Observasi juga dilakukan untuk mengumpulkan data mengenai langkah-langkah
69
penerapan model direct instruction, prasyarat-prasyarat penerapan serta interaksi
antara guru dan siswa. Sebagaimana yang dikemukakan Sugiyono (2011: 203)
bahwa: “teknik pengumpulan data dengan observasi digunakan bila penelitian
berkenaan dengan perilaku manusia. Proses kerja, gejala-gejala alam dan bila
responden yang diamati tidak terlalu besar.”

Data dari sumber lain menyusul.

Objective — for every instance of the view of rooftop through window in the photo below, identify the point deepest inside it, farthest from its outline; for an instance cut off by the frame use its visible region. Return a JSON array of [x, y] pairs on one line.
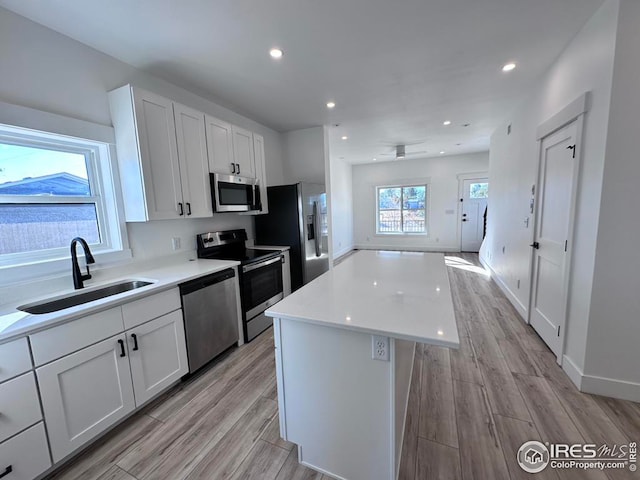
[[45, 199]]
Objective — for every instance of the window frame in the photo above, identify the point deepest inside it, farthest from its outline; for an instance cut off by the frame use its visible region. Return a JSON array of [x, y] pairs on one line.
[[402, 185], [97, 144]]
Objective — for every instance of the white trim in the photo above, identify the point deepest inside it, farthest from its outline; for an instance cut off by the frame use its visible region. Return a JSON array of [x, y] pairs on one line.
[[513, 299], [573, 371], [461, 179], [29, 118], [611, 388], [565, 116], [407, 248], [574, 112]]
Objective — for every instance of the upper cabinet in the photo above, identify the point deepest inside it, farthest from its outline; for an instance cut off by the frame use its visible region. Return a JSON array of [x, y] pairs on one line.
[[162, 156], [166, 151]]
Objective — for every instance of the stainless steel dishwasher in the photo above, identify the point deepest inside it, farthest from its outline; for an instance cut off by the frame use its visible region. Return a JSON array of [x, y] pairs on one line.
[[210, 316]]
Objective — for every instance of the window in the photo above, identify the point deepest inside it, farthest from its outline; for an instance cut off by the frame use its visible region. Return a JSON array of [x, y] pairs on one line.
[[402, 209], [478, 190], [51, 190]]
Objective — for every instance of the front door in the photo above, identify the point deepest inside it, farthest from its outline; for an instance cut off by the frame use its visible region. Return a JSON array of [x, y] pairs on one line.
[[558, 167], [475, 192]]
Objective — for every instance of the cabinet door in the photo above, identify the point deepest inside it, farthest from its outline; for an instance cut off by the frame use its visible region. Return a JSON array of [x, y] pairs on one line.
[[243, 151], [158, 355], [194, 165], [159, 155], [85, 393], [261, 173], [220, 146]]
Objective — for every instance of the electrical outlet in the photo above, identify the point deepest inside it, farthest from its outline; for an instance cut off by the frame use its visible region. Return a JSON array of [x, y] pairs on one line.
[[380, 348]]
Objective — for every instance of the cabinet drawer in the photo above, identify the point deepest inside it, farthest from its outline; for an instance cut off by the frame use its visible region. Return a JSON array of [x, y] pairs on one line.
[[70, 337], [26, 455], [141, 311], [19, 405], [14, 359]]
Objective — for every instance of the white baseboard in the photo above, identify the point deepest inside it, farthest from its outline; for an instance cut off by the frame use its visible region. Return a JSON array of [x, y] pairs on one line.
[[517, 304], [573, 371], [370, 246]]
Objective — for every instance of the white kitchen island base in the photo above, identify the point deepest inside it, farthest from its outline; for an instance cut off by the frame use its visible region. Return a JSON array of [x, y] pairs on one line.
[[344, 410]]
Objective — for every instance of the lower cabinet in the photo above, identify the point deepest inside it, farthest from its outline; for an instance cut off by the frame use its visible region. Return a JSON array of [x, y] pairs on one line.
[[158, 355], [88, 391], [25, 456], [84, 393]]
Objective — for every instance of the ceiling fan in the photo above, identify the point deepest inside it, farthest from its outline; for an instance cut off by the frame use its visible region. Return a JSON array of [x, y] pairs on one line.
[[400, 151]]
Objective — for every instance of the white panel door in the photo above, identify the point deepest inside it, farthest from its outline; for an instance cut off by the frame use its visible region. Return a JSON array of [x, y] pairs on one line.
[[159, 155], [85, 393], [158, 355], [194, 164], [243, 152], [554, 211], [474, 203], [220, 146]]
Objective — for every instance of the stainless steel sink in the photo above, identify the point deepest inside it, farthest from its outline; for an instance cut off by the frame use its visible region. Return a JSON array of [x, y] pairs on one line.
[[72, 300]]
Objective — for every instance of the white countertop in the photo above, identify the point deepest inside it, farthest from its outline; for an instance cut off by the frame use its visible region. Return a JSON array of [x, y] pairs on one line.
[[15, 323], [402, 295]]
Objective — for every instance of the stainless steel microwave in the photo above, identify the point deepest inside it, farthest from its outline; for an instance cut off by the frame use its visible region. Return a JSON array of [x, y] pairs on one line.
[[232, 193]]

Dilihat dari posisi observer, maka observasi yang digunakan dalam
penelitian ini adalah observasi nonpartisipan artinya bahwa peneliti tidak terlibat
ikut melakukan apa yang dikerjakan sumber data dan hanya bertindak sebagai
pengamat independen. Jika dilihat dari bentuk observasi, maka penelitian ini
menggunakan observasi terstruktur. Observasi terstruktur (Sugiyono, 2011: 205)
ialah “observasi yang telah dirancang secara sistematis, tentang apa yang akan
diamati, kapan dan di mana tempatnya.”
4. Wawancara
Wawancara dilakukan untuk mengetahui data mengenai langkah-langkah
penerapan model direct instruction, prasyarat-prasyarat penerapan, interaksi
antara guru dan siswa serta persepsi guru tentang penerapan model ini.
Wawancara yang dilakukan adalah wawancara tidak terstruktur, yaitu “wawancara
yang bebas dimana peneliti tidak menggunakan pedoman wawancara yang telah
tersusun secara sistematis dan lengkap dengan alternatif jawabannya.” (Sugiyono,
2011:197). Pedoman wawancara yang digunakan hanya berupa garis-garis besar
permasalahan yang akan ditanyakan.
70
5. Dokumentasi
Dokumen dan record digunakan untuk keperluan penelitian, menurut
Guba dan Lincoln dalam Moleong, L. J. (2002:161), karena alasan-alasan yang
dapat dipertanggung jawabkan seperti berikut: “(1) dokumen dan record
digunakan karena merupakan sumber yang kaya, stabil dan mendorong, (2)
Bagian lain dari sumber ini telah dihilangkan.